Reação geral ao limite de 5 horas
- Muitos veem o limite de sessão de 5 horas como algo que torna o Plus/padrão menos útil, especialmente para “sprints” de programação e tarefas contínuas maiores.
- Outros argumentam que é uma forma razoável de racionar um recurso escasso, evitando que os usuários esgotem toda a sua cota semanal em uma única sessão de consumo intenso.
- Alguns gostam disso porque isso força naturalmente pausas e ajuda a distribuir o uso ao longo da semana.
- Há frustração com o fato de os resets semanais também não redefinirem a janela de 5 horas, o que parece “desleixado” ou punitivo.
- Mudanças frequentes nas regras são criticadas como “isca e troca”, minando a confiança mesmo quando a economia faz sentido.
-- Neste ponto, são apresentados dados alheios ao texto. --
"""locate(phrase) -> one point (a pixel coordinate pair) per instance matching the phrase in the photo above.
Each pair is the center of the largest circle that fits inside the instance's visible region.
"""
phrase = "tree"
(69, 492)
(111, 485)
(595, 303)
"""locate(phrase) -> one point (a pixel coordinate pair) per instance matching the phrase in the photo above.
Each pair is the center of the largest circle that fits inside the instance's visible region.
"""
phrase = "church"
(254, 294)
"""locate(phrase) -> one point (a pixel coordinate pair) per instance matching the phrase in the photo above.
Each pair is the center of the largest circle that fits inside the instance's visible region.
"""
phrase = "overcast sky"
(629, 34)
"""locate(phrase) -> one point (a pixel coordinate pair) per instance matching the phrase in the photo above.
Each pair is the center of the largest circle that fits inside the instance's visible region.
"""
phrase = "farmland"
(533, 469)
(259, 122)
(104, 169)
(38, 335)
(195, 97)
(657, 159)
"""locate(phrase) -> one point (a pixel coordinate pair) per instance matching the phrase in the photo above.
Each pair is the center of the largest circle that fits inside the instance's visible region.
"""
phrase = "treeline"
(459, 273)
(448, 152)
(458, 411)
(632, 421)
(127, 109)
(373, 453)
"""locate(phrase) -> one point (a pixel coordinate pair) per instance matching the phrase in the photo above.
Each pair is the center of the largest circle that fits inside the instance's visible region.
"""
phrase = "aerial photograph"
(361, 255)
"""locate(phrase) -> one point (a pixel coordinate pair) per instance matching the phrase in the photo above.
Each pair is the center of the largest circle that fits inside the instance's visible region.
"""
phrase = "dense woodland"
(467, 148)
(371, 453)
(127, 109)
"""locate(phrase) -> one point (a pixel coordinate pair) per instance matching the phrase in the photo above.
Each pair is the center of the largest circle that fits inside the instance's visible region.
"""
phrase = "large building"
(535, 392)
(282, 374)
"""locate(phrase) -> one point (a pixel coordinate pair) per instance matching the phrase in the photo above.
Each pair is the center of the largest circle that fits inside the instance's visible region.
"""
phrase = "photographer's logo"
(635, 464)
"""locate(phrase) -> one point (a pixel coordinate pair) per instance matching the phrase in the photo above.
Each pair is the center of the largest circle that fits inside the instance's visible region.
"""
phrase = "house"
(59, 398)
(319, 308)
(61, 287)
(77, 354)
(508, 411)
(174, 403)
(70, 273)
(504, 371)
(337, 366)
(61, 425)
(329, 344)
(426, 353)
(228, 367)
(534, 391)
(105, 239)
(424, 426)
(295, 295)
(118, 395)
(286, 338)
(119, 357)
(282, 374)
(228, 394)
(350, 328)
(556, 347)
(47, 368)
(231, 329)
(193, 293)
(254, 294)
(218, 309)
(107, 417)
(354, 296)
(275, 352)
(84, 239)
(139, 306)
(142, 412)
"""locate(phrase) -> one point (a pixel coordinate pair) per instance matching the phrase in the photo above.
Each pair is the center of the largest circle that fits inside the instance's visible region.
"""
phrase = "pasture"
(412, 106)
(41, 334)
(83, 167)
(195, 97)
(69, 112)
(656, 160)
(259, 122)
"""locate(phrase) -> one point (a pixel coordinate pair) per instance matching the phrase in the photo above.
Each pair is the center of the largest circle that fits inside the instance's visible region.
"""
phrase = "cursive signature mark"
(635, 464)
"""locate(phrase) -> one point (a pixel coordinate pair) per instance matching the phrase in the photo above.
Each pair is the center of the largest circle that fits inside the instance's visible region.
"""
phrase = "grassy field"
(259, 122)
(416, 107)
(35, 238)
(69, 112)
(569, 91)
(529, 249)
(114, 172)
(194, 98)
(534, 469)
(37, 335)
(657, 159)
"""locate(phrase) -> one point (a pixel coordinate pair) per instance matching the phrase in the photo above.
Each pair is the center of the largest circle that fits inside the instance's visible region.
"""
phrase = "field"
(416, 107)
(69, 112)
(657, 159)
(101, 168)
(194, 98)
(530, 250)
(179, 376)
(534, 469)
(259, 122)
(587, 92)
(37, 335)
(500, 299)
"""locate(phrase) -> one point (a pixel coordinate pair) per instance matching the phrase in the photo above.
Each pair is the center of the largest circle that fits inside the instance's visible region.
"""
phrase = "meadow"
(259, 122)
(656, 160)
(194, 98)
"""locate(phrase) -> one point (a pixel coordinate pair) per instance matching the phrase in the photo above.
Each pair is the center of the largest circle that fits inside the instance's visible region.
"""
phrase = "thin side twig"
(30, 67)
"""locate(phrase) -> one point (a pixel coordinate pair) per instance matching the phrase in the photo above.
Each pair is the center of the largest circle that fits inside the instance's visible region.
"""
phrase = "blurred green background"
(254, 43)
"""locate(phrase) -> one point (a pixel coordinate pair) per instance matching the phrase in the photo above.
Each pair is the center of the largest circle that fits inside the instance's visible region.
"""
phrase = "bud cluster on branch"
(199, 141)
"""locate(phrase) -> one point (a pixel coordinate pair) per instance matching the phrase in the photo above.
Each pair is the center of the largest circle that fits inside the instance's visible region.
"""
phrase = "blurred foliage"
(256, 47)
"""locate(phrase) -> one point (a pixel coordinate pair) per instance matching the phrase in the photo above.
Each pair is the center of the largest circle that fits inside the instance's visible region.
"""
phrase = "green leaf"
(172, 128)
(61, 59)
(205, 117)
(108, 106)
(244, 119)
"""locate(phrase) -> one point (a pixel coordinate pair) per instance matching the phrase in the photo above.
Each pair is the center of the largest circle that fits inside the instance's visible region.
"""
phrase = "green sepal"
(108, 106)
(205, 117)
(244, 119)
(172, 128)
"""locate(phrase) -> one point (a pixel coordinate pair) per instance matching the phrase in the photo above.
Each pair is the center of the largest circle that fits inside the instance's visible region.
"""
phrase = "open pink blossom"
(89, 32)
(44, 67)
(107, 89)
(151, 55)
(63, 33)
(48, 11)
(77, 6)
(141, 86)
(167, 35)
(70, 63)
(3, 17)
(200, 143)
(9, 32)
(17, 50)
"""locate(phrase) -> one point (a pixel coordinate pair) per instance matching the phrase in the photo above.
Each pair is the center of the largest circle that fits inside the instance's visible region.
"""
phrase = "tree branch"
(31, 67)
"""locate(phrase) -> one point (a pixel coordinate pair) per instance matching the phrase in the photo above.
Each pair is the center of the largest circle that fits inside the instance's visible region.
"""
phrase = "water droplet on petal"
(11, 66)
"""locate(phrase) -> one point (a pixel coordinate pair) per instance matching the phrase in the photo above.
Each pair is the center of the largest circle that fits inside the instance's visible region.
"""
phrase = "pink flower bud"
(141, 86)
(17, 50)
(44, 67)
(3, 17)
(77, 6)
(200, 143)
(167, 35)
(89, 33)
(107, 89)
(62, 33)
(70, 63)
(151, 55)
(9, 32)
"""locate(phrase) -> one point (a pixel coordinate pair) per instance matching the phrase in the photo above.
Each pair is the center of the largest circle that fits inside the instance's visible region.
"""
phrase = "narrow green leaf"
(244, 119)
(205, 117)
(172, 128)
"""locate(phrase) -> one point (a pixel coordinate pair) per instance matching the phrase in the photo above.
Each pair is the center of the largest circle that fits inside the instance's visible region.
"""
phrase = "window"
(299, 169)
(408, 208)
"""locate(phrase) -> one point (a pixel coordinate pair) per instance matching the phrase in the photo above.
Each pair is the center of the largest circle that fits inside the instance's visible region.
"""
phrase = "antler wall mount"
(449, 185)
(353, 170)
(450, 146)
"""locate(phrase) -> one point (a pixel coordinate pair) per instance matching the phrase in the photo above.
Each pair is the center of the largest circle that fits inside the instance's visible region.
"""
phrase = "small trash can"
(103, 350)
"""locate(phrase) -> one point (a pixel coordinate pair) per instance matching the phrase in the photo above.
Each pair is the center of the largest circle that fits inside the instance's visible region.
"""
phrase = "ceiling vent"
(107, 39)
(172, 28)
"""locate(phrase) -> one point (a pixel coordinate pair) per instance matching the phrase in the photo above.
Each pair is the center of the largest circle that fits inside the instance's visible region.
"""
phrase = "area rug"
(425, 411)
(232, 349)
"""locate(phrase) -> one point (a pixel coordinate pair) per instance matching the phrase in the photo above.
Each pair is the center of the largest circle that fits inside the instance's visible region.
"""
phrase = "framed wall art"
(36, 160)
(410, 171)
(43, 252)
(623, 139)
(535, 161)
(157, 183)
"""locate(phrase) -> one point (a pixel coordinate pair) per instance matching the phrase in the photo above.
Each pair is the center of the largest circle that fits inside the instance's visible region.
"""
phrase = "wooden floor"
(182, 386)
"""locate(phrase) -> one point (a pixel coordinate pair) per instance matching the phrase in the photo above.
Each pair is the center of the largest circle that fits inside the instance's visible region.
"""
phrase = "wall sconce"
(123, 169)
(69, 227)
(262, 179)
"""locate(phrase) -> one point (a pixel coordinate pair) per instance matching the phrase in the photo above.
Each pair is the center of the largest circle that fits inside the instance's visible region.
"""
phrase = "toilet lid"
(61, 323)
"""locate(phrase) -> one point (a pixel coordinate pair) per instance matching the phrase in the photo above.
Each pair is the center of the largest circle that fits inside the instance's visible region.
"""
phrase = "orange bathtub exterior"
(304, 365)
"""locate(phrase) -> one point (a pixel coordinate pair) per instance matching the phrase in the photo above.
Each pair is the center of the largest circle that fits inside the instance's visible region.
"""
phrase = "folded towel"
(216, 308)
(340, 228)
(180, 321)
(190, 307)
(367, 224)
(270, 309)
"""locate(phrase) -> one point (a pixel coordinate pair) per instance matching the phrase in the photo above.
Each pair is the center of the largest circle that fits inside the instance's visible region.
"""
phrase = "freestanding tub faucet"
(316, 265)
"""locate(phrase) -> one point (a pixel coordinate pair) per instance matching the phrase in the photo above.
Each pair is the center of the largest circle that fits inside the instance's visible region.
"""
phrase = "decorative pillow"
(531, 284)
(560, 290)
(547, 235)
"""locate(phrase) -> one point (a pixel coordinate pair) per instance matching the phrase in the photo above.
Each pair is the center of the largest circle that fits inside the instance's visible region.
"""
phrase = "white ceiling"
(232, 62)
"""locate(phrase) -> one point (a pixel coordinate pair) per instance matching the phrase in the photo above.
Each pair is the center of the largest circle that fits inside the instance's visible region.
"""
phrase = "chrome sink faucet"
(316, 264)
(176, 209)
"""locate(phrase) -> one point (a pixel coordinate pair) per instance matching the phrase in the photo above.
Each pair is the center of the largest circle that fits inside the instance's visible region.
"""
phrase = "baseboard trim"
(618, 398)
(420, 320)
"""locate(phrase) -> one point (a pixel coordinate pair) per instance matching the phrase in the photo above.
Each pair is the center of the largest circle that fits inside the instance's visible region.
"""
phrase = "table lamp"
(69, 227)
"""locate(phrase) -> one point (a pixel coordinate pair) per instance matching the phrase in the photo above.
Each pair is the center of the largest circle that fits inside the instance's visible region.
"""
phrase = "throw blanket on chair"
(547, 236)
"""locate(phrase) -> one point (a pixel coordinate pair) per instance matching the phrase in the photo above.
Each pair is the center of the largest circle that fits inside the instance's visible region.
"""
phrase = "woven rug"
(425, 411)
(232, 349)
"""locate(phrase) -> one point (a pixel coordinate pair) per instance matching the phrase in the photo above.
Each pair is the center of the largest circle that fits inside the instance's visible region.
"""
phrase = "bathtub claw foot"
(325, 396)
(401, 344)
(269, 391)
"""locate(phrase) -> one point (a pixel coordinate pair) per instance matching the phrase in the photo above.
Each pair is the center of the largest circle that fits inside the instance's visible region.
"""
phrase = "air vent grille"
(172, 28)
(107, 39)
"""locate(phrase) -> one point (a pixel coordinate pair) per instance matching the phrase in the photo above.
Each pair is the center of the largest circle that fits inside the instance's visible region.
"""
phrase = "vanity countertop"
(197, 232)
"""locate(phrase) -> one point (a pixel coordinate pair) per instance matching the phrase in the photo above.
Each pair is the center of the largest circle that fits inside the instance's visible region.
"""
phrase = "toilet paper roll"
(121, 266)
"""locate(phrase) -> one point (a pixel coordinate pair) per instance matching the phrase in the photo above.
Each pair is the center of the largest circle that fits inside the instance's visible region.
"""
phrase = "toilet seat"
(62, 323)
Como a janela de 5 horas funciona e os contornos usados pelos usuários
- A janela começa quando um usuário retoma o uso depois de uma pausa; é um bloco fixo de 5 horas com sua própria cota de tokens, depois é totalmente redefinida.
- Vários participantes discutem como “jogar” com a janela usando prompts de “ping” agendados antes do expediente para deslocar o momento em que a janela cai.
- Para cargas de trabalho maiores ou contínuas, as pessoas sugerem mudar para o uso da API ou para níveis mais altos.
Alternativas e estratégias de uso
- Usuários descrevem misturar provedores: OpenAI Plus/Pro, Opencode Go, Hyper, OpenRouter, DeepSeek, Claude, Gemini e vários modelos baratos ou abertos.
- O Hyper, em particular, é destacado como uma assinatura fixa de melhor valor, com uma cota diária equivalente em dólares e alta velocidade, desde que você goste do conjunto de modelos dele.
- Alguns dependem de modelos abertos ou locais para a maior parte do trabalho, reservando modelos de fronteira como Astra/Sol para revisões finais ou problemas particularmente difíceis.
Preços, valor e níveis
- O limite de 5 horas é amplamente visto como uma forma de empurrar os usuários para os planos de US$100+ , que atualmente não têm essa limitação e podem entregar uso de tokens que vale muito mais do que o preço cobrado.
- Alguns chamam os planos básicos de “nível de teste” e inadequados para trabalho sério de desenvolvimento com muitas iterações; outros os consideram adequados para uso leve ou semelhante a busca.
- Entre as sugestões estão: limites opcionais em vez de obrigatórios, preços por horário do dia para deslocar a demanda e um nível caro “ilimitado” para usuários avançados.
Economia, competição e aprisionamento
- Os participantes debatem a lucratividade: a inferência pode ser lucrativa por chamada, mas os negócios como um todo ainda estão queimando caixa em treinamento e infraestrutura.
- Muitos veem os preços atuais como subsidiados e insustentáveis, esperando preços mais altos e/ou limites mais rígidos quando o crescimento desacelerar ou após IPOs.
- Outros observam forte concorrência (incluindo modelos abertos e provedores terceirizados de inferência) e custos de troca relativamente baixos como limites para futuros “aluguéis de monopólio”.
- Há preocupação contínua com aprisionamento por meio de recursos proprietários de “memória” e dados, com o conselho de manter arquiteturas portáveis entre modelos.
Temas sociais e éticos
- Alguns enquadram os preços e limites como uma estratégia de “droga econômica”: atrair usuários com ferramentas poderosas e baratas, depois aumentar os preços quando a dependência se forma.
- Há preocupação de que os níveis mais avançados sejam acessíveis principalmente a usuários mais ricos ou empresas bem financiadas, tornando a IA um “acelerador da desigualdade de riqueza”.
- Uma visão contrária é que os usuários deveriam aproveitar os preços baixos de hoje enquanto durarem e estar preparados para trocar de provedores ou modelos conforme as condições mudem.